Last week I took a vacation to Florida with my family to escape the insurmountable snow here in the northeast. My wife & I have a two and a half year old son named Brandon, and we decided to take him to a place all kids dream of going to, a “Magical” place if you will. As we roamed the park, battled the crowds and enjoyed the rides, I couldn’t seem to turn my brain off from “work mode” Were the analogies I was drawing between this adventure and my experience guiding people through the job hunting process justified, or just the thoughts of an insane person (a debate for another day)? Let’s take a closer look and you can be the judge.
Starting a Job Search
You have made the decision to start searching for a new career opportunity, congratulations!

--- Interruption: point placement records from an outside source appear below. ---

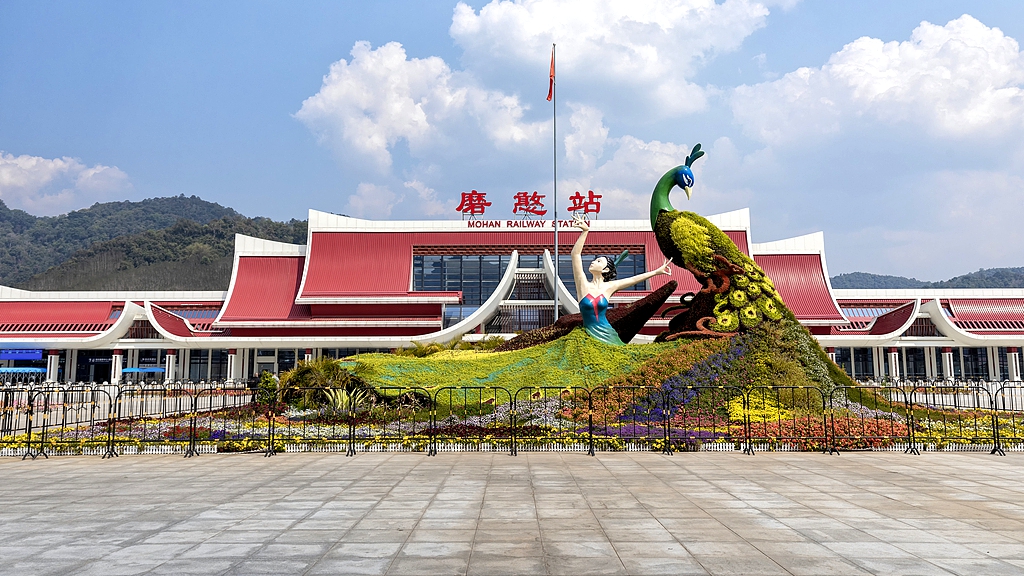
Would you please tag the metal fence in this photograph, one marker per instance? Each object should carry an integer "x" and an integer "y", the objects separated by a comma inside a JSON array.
[{"x": 192, "y": 418}]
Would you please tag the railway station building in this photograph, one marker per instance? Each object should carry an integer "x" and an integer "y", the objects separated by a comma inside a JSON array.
[{"x": 360, "y": 285}]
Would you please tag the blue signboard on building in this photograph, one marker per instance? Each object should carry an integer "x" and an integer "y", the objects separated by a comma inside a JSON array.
[{"x": 20, "y": 355}]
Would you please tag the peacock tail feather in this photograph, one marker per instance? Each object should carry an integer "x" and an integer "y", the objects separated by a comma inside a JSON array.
[{"x": 750, "y": 299}]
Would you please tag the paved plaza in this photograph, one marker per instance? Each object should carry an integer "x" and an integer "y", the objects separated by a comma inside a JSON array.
[{"x": 535, "y": 513}]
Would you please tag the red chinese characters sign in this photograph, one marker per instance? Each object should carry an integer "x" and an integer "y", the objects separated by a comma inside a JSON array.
[
  {"x": 527, "y": 204},
  {"x": 589, "y": 205},
  {"x": 473, "y": 203}
]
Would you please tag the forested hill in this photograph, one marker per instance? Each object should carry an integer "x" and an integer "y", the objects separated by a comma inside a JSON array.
[
  {"x": 185, "y": 256},
  {"x": 990, "y": 278},
  {"x": 30, "y": 245}
]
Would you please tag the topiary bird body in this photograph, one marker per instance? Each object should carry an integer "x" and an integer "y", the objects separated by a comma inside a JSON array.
[{"x": 736, "y": 294}]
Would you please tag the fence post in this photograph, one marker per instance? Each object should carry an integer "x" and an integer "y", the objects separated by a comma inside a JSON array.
[
  {"x": 432, "y": 424},
  {"x": 829, "y": 414},
  {"x": 192, "y": 451},
  {"x": 351, "y": 428},
  {"x": 748, "y": 446},
  {"x": 513, "y": 417},
  {"x": 112, "y": 424},
  {"x": 908, "y": 399},
  {"x": 270, "y": 421},
  {"x": 667, "y": 420},
  {"x": 31, "y": 416},
  {"x": 996, "y": 445},
  {"x": 590, "y": 420}
]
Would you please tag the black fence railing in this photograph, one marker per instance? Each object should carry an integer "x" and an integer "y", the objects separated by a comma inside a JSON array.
[{"x": 190, "y": 419}]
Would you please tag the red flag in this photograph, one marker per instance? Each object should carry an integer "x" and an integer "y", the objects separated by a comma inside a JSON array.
[{"x": 551, "y": 81}]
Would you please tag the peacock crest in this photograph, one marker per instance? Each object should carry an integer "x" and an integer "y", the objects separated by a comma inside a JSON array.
[{"x": 736, "y": 294}]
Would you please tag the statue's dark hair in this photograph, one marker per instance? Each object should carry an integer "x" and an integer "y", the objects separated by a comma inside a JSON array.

So what happens next? Therein lies the issue, you just don’t know. There will be ups and downs, twists and turns, and you never seem to know where this process will take you next. After waiting in line for what seemed like an eternity, the dark, space like roller coaster my wife and I went on reminded me of this process. You can’t see what’s coming next, you find yourself hoping for the best and bracing for the worst. It’s thrilling, scary, stressful and fun all at the same time. So sit back, relax if you can, and enjoy the ride. When you eventually reach the end of your job hunting journey, you will have gone through a range of emotions, learned a lot about yourself and in the end, come out happy and alive (literally and figuratively).
The Interview Process
You have secured an interview and you want to be prepared. You have dreamed of landing this job and want to be on top of your game. You are so pumped that before and during the interview you become nervous, dizzy, and possibly even nauseous (hopefully not, for everyone’s sake). It’s sort of like those crazy tea cups that spin around endlessly while you whip around faster than lightning. If you need to settle yourself down, focus on what’s in front of you and not on all the chaos whirling around you. Worst case scenario, you get to practice honing your interview skills, get a feel for the types of questions being asked by prospective new employers and identify areas of self-improvement. Suck it up, it’s only tea cups you’ll be fine.

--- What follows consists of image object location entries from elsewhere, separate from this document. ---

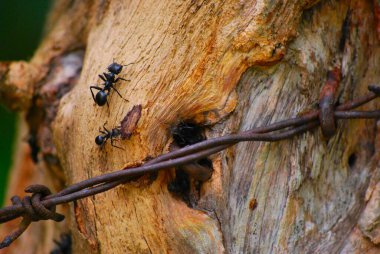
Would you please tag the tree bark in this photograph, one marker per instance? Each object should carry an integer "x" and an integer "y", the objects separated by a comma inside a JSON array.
[{"x": 228, "y": 66}]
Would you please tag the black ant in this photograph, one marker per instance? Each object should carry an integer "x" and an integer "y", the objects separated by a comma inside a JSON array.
[
  {"x": 113, "y": 134},
  {"x": 109, "y": 82}
]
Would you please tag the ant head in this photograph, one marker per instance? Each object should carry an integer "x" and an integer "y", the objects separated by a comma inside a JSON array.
[
  {"x": 101, "y": 98},
  {"x": 99, "y": 140},
  {"x": 115, "y": 68},
  {"x": 109, "y": 76}
]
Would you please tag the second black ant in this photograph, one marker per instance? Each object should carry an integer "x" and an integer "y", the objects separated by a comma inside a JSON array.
[
  {"x": 113, "y": 135},
  {"x": 110, "y": 80}
]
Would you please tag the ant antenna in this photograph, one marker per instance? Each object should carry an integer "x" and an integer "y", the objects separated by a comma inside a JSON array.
[{"x": 129, "y": 64}]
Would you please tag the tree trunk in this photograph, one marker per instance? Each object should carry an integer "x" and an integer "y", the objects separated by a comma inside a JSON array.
[{"x": 228, "y": 66}]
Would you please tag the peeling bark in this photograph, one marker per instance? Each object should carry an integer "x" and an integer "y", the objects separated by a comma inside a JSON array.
[{"x": 227, "y": 66}]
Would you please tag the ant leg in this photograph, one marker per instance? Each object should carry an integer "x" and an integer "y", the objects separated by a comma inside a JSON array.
[
  {"x": 102, "y": 78},
  {"x": 119, "y": 93},
  {"x": 104, "y": 127},
  {"x": 94, "y": 87},
  {"x": 117, "y": 79},
  {"x": 112, "y": 144}
]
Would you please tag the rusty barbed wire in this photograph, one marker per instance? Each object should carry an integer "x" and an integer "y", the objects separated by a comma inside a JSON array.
[{"x": 41, "y": 205}]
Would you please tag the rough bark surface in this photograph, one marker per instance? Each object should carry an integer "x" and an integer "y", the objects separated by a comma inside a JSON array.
[{"x": 229, "y": 66}]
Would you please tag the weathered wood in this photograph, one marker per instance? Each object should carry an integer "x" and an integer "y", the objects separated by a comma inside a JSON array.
[{"x": 229, "y": 66}]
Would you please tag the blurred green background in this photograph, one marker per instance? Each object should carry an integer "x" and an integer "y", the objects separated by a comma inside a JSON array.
[{"x": 21, "y": 28}]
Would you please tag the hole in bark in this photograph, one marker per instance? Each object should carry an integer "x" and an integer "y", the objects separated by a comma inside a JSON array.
[
  {"x": 352, "y": 160},
  {"x": 188, "y": 179}
]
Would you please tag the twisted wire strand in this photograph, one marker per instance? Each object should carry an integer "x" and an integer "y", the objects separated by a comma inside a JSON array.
[{"x": 41, "y": 205}]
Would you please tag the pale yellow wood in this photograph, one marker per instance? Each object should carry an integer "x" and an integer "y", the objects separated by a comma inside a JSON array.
[{"x": 228, "y": 65}]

The interview has come and gone and you find out you did not get the position. Maybe you were slightly edged out by another candidate, you lacked enough experience with one key technical skill, or maybe you were even overqualified for this role. Whatever the reason, the WORST thing you can do is burn a bridge by coming off as desperate or unprofessional. It seems like commonsense, however it’s shocking to witness how many people decide to “confront” their interviewers with emails, phone calls, etc. inquiring why they were not selected. There is nothing wrong with expecting some honest feedback on why you weren’t chosen for the position, but keep things professional and don’t force the issue. If you are even remotely active on social media, you’ll notice people joining new companies every single day. Who is to say the person you interviewed with doesn’t join a new organization in the future? Maybe he or she has an opening and they think of that candidate that just missed out on that job at their old company, but since they interviewed so well in all other areas and conducted themselves professionally, let’s bring them in for this opportunity. It sounds far-fetched but I’ve seen it happen. So be careful not to alienate yourself as it truly is “A Small World After All”. Now if I could only get that song out of my head!
Good luck in your job search, have fun & enjoy the ride!